In a flexible pavement design for existing pavement rehabilitation, the stabilized sub-base resulted in a 36 per cent reduction in base thickness compared to the non-stabilized design.

"This not only results in a cost reduction but greatly reduces the environmental impact of trucking the gravel base to and from the project site," he states.

While other soil stabilizers add compressive strength to subgrade, "they are very brittle," which led to cracking and moisture infiltration — a major cause of road deterioration during freeze-thaw cycles, he points out.

Kolas says while the stabilizer has yet to be specified for any road projects in Winnipeg, he believes it is inevitable that the product will find a market, if not under Winnipeg roads than under streets, highways, rural roads and parking lots in other areas across Canada and the U.S.

Trek Geotechnical Inc. was retained to conduct independent tests in the field and lab of the stabilizer on both of Antex's projects.

Trek's principal Nelson Ferreira sees the merits of the stabilizer in "frost susceptible" soils such as the soft clays of Winnipeg to improve the strength of the clay, thereby extending the life of the road. Ferreira says while the city has been able to obtain gravel from a local limestone quarry for granular base for its roads, it does not improve road performance as much as the stabilizer.

Furthermore, the quarry is being depleted. Using the soil stabilizer reduces the need for gravel, he says, "and you can get better performance."

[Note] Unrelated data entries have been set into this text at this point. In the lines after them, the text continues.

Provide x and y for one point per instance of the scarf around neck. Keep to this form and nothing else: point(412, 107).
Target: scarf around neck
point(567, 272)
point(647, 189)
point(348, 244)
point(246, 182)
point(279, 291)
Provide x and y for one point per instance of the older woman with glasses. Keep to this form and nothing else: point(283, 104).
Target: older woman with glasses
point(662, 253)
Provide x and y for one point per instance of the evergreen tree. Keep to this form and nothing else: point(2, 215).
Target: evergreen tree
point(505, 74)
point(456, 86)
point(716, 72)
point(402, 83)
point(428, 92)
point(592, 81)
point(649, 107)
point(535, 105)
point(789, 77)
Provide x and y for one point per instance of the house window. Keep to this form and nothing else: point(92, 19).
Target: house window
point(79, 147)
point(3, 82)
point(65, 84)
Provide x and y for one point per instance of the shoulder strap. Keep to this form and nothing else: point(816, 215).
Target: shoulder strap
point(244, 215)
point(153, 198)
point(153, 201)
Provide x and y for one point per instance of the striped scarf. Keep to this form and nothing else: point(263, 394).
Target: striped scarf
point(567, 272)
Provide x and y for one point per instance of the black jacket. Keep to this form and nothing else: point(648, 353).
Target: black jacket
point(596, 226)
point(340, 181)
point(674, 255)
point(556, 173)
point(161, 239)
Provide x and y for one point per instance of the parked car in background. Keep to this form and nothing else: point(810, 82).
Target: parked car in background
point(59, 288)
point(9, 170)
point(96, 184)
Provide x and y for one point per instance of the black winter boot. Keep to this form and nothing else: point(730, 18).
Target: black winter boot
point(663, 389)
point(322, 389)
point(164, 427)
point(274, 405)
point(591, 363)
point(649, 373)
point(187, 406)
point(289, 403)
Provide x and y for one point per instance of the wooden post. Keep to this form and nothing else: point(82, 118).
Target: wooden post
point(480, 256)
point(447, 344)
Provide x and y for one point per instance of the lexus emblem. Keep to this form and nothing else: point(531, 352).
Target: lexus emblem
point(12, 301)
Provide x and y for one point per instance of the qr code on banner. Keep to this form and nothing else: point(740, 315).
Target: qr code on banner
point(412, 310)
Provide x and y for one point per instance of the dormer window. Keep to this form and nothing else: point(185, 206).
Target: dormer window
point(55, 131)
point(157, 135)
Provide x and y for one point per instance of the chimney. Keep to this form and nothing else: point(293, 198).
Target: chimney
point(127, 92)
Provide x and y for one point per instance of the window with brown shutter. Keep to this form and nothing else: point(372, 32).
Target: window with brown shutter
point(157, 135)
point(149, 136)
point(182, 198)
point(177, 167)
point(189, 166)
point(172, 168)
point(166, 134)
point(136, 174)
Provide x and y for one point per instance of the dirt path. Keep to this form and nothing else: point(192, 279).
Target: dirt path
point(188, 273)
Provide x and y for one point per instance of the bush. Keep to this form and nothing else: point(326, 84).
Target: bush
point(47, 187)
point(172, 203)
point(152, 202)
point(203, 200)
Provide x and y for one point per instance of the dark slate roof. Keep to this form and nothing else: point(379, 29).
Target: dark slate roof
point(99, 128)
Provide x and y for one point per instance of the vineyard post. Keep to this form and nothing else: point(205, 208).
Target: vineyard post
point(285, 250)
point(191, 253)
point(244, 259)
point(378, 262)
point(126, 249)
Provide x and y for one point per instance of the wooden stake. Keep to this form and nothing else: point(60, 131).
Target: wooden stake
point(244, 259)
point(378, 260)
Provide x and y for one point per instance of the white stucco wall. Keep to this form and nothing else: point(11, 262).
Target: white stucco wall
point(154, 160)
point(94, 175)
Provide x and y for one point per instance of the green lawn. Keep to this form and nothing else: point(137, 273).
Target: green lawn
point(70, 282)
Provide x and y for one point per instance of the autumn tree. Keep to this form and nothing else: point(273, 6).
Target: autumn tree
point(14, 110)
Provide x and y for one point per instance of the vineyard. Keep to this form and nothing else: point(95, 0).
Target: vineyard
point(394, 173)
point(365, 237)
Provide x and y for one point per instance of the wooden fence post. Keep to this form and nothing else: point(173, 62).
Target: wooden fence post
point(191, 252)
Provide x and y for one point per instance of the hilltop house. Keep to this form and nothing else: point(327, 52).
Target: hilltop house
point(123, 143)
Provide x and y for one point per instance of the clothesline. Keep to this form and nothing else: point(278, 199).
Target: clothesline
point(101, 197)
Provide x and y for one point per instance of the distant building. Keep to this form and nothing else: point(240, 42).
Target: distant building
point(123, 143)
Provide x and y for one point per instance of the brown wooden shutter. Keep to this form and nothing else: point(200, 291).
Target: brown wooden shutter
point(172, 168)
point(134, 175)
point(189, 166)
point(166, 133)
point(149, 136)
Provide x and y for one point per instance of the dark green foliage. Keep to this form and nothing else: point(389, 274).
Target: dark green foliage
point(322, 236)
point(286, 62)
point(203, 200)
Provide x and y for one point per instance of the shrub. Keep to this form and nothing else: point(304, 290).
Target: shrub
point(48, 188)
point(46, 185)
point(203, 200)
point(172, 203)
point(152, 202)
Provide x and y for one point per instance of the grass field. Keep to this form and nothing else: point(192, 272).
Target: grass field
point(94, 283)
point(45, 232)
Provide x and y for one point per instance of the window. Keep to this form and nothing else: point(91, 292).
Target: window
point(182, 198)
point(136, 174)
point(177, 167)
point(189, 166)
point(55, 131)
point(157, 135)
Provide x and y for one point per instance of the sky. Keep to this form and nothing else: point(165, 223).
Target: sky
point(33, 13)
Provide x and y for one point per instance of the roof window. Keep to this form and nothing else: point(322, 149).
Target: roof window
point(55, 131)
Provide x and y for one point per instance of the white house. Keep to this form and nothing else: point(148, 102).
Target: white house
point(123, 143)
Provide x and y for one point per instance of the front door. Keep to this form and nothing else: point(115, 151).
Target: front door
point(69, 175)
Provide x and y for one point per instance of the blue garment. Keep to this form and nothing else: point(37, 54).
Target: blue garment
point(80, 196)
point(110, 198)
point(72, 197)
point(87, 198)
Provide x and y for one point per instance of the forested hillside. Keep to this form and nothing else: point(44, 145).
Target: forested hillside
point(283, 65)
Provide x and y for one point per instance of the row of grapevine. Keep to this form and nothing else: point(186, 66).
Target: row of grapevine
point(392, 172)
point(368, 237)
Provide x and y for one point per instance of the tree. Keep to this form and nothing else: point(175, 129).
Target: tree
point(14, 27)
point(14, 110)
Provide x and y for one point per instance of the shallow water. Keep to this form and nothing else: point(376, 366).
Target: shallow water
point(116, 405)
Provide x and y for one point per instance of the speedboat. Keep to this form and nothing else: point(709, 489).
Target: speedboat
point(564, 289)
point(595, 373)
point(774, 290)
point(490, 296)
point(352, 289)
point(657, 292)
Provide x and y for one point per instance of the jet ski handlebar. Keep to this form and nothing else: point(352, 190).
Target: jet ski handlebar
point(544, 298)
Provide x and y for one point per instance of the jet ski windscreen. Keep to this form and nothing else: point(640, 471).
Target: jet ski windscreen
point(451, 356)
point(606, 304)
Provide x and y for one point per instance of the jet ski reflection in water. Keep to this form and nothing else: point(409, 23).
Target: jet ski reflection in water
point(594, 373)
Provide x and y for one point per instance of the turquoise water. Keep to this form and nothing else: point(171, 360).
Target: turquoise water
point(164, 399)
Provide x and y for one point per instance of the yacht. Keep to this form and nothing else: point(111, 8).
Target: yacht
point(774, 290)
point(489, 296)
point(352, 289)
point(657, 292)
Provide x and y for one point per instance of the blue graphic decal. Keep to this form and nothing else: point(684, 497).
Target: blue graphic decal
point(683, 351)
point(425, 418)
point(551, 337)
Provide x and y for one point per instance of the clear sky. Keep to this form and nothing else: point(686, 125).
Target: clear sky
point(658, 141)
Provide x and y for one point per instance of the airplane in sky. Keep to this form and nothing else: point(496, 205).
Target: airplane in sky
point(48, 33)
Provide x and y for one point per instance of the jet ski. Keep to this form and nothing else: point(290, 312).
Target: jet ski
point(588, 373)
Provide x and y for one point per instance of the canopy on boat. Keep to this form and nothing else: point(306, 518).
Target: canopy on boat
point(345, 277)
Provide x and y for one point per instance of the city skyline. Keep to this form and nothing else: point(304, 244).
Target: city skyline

The stabilizer might need "one or two more tests" to confirm its performance abilities, he adds.

The only downside, says Ferreira, is that the stabilizer requires "a lot of handwork" and a tiller attachment is used on a loader to conduct the work.

"It's not overly expensive though."

Kolas says that of the 12 billion square feet of carpet manufactured in the U.S. annually less than five per cent of it is ever recycled. Canada's recycling record is even worse.

As a flooring contractor, he has put "tens of thousands of tonnes of old carpet into landfill. I don't feel very good about that. This is a very sustainable way of dealing with that problem."